Кнез ехал рядом с повозкой Луминицы, время от времени поглядывая на нее, но не пытаясь завести разговор. Иногда его взгляд был задумчив, иногда мрачнел. Луминице все никак не верилось, что теперь она навек оторвана от родителей и стала женой этого мужчины, что она полностью ему принадлежит. «Что он за человек? Как смогу я с ним жить?» - волновалась девушка. Та странная власть над ней, которую он проявил с первой минуты их знакомства, пугала ее.
- Кнез, - нарушила она молчание.
- Да, Луминица, - кнез посмотрел на девушку и кивнул ей, вопрошая.
- Думитру, - смущенно исправилась Луминица, - а вы слышали странную легенду о церкви, где мы венчались? Там говорилось о том, что мастер заживо замуровал свою жену в стене, чтобы построить храм.
- Да, не правда ли, жуткая история? Муж, который принес в жертву свою жену. Уж не из-за этого ли вы, Луминица, потеряли сознание в церкви? Может, вы и себя с ней сравнивали? - кнез проницательно посмотрел на смущенно потупившуюся девушку. – Ладно, ладно, я пошутил, - усмехнулся он.

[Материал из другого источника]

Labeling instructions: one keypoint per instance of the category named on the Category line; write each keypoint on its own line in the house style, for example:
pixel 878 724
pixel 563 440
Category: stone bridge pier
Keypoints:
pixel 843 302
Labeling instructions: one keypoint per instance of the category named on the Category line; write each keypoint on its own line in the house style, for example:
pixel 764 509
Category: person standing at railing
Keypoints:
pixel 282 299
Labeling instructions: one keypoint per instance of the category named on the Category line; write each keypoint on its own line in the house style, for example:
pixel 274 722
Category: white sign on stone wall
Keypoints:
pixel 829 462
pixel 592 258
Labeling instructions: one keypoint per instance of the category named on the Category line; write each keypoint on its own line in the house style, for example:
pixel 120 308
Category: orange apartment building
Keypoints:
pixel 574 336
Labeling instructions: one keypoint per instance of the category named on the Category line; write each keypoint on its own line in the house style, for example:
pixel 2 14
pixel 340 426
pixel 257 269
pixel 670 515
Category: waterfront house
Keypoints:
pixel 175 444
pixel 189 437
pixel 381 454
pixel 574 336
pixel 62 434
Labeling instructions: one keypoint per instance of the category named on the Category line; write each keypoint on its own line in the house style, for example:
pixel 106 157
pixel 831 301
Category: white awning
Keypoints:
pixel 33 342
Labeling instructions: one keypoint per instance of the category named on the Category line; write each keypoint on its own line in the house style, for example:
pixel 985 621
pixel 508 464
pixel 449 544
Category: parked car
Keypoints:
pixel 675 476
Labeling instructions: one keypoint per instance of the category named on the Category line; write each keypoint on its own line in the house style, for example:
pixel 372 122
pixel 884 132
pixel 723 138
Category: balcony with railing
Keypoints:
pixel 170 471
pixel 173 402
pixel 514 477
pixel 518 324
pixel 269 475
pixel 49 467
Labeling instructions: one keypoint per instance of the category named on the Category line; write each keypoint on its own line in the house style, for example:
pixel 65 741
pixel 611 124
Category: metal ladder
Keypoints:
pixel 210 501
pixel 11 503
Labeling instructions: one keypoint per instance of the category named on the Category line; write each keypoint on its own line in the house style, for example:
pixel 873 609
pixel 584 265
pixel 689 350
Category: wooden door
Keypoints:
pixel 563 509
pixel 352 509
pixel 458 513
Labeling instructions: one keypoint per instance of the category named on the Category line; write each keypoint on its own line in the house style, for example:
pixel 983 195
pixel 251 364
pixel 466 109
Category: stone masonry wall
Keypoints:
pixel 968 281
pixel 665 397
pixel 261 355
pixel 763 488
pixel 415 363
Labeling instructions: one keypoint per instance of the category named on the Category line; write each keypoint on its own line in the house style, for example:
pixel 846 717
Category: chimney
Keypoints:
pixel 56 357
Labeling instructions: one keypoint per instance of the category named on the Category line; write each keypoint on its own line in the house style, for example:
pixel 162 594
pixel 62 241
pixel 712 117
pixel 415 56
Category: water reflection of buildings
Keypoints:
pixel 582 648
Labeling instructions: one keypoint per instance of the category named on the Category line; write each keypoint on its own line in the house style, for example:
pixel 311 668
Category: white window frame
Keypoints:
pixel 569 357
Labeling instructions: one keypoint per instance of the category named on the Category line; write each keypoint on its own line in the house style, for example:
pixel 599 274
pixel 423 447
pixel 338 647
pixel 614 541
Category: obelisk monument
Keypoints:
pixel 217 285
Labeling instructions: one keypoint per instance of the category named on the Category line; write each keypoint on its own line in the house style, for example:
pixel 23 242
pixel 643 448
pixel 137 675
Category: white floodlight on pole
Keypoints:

- Кнез… Думитру, а что было потом, когда замуровали Илинку, ну, жену того мастера, в стену?
- Что было? Дорогая, это всего лишь легенда. Не принимайте ее так близко к сердцу.
- Думитру, расскажите, пожалуйста. Я буду вам очень признательна.
- Ах, я и забыл, что вы собирательница различных сказок, Луминица. Хорошо, коль вам это так важно… Не могу отказать своей жене в ее первой просьбе, - кнез поклонился в сторону Луминицы. - Рассказывают, что построили мастера храм, да такой красавец, что не сыскать другого такого на всей нашей земле. Только мастер главный с тех пор, как жены лишился, сам не свой стал. Сначала, говорили, он все ходил, говорил с ней через стену каждый день, а потом замолчал и с головой в работу ушел. Работал, как раб галерный. И вырос храм небывалый.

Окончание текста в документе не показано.